Except, your explanation of the question in the OP actually reinforces the structural problem I identified in this post. You now explicitly frame the millennium as something that must advance, further, or add to “the consummation of God’s plan of redemption” in order to be theologically legitimate. But you still have not established that “redemptive contribution” is the correct or exclusive standard by which the millennium must be evaluated. You are assuming the very criterion that needs to be proven. That is the same structural defect I pointed out originally, now stated even more clearly. Basically, you are still treating the millennium as either (1) redemptively progressive or (2) theologically unnecessary. But Scripture never requires every stage of God’s plan to be Soteriologically additive. The millennium can be covenantal, judicial, doxological, and kingdom‑oriented without being a new redemptive mechanism. Your framing forces a dichotomy that Scripture does not impose to begin with.
At this stage we are just dealing with the logical fallacy accusations lodged against me according to rule 4.4 that I am required to acknowledge or prove no fallacies were commmitted, and not with the content of what you have said. When we get done with this, I will go back and do that.

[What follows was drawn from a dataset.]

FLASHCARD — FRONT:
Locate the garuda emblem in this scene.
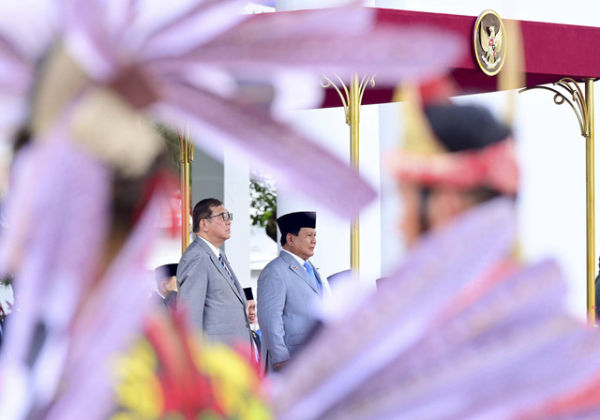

Agreed. As for now, we are currently in a procedural dispute, not a biblical one. Because you placed yourself and appealed to a rule‑based, fallacy‑analysis mode (rule 4.4). And I will not address any else until this is resolved. To proceed forwards from rule 4.4 would only accuse me of changing the subject, dodging the fallacy charge, and moving to content before resolving the fallacy issue. After all, even yourself, issued a warning you will not proceed until the fallacy dispute is resolved.